The study looks at a total of 156 elderly patients who showed up at the emergency room of a New York Hospital.  The researchers compared 78 cases of injuries related to abuse with 78 cases of injuries related to unintentional fall. They  found specific differences between unintentional  fall injuries and abuse injuries:

  • 67% of abused patients had head and neck injuries compared to 28% of  those who unintentionally fell. Head and neck injuries and other sign of injuries on the body is often a red flag for abuse.
  • Facial injury to the left cheek is another red flag that was found in 72%  of the patients who suffered physical abuse. The injury is on the left cheek because statistically more people are right-handed than left-handed therefore there is a higher probability that the abuser was right handed.

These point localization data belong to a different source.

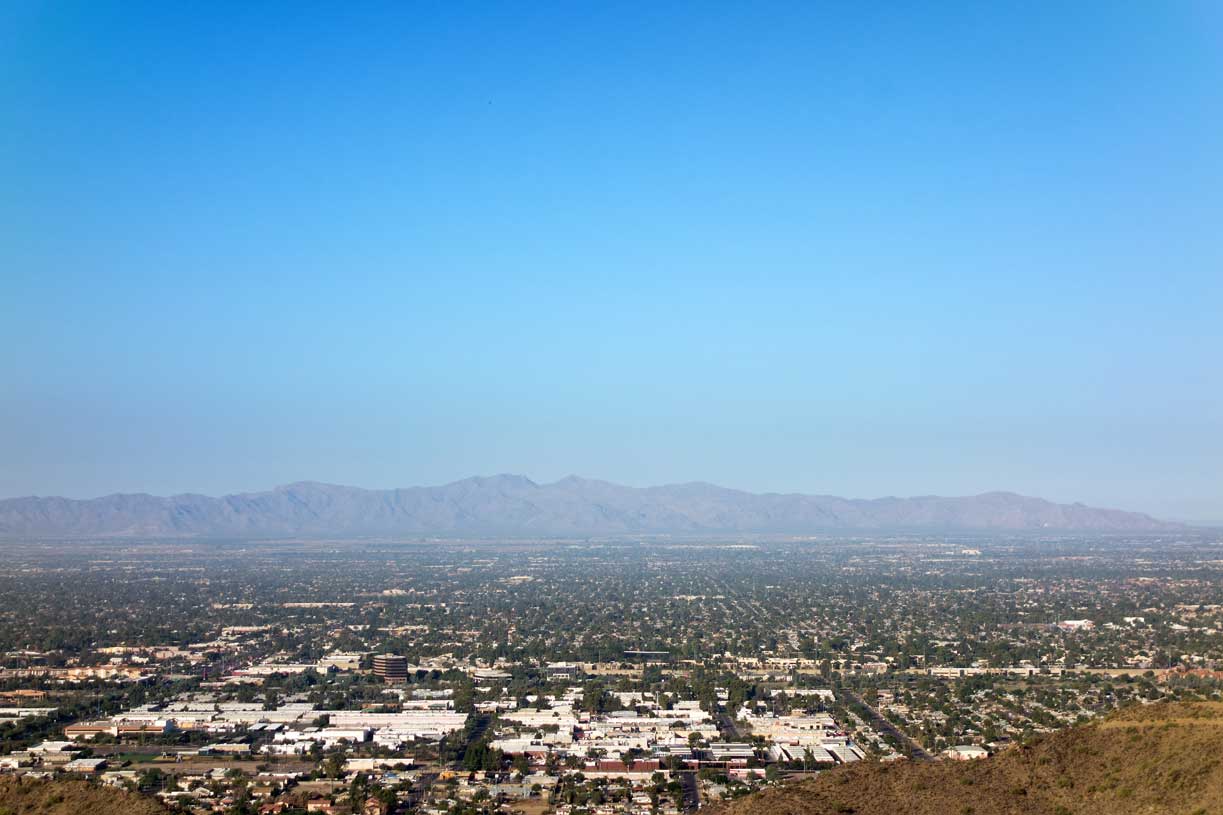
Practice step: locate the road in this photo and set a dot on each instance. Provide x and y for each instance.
(727, 725)
(691, 789)
(882, 725)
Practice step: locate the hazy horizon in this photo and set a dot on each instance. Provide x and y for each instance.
(778, 247)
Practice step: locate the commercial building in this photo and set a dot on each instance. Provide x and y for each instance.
(390, 667)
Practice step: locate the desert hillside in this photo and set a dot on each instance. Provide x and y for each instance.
(31, 796)
(1157, 759)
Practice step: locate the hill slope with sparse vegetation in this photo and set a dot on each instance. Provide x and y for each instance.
(40, 797)
(1164, 758)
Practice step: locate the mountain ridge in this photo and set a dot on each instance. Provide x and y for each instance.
(516, 506)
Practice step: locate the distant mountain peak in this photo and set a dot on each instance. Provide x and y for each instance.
(509, 504)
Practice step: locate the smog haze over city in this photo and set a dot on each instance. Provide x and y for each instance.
(610, 409)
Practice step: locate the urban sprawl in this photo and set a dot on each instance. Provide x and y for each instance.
(575, 677)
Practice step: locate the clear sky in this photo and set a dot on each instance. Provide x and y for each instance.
(859, 249)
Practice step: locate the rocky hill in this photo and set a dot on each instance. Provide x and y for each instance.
(515, 506)
(31, 796)
(1145, 760)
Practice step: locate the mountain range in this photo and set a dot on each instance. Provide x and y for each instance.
(515, 506)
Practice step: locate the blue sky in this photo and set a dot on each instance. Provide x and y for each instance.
(854, 249)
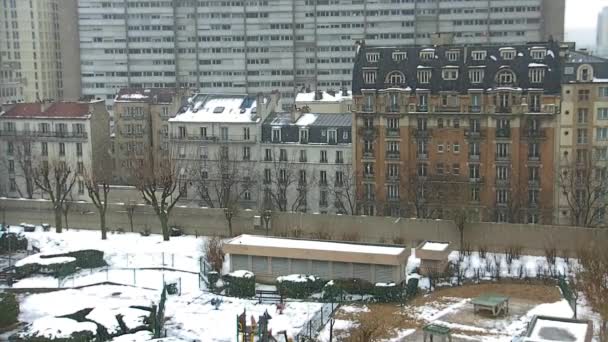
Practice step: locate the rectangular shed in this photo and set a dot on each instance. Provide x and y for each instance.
(271, 257)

  • Neck or ear injuries are also a sign of abuse. Among all the studied patients who suffered unintentional injuries, none of them suffered from neck or ear injuries while 15% of abused patients studied suffered neck injuries and 6% ear injuries.
  • Sometimes the pain is internal and injuries are not visible from the outside. That was the case for 22% of the patients studied who reported pain in the face and the jaw, in the back, in the abdomen in the chest or the arm.

The emergency room staff plays an important role in recognizing signs of elderly abuse and reporting them to protect vulnerable elderly patients.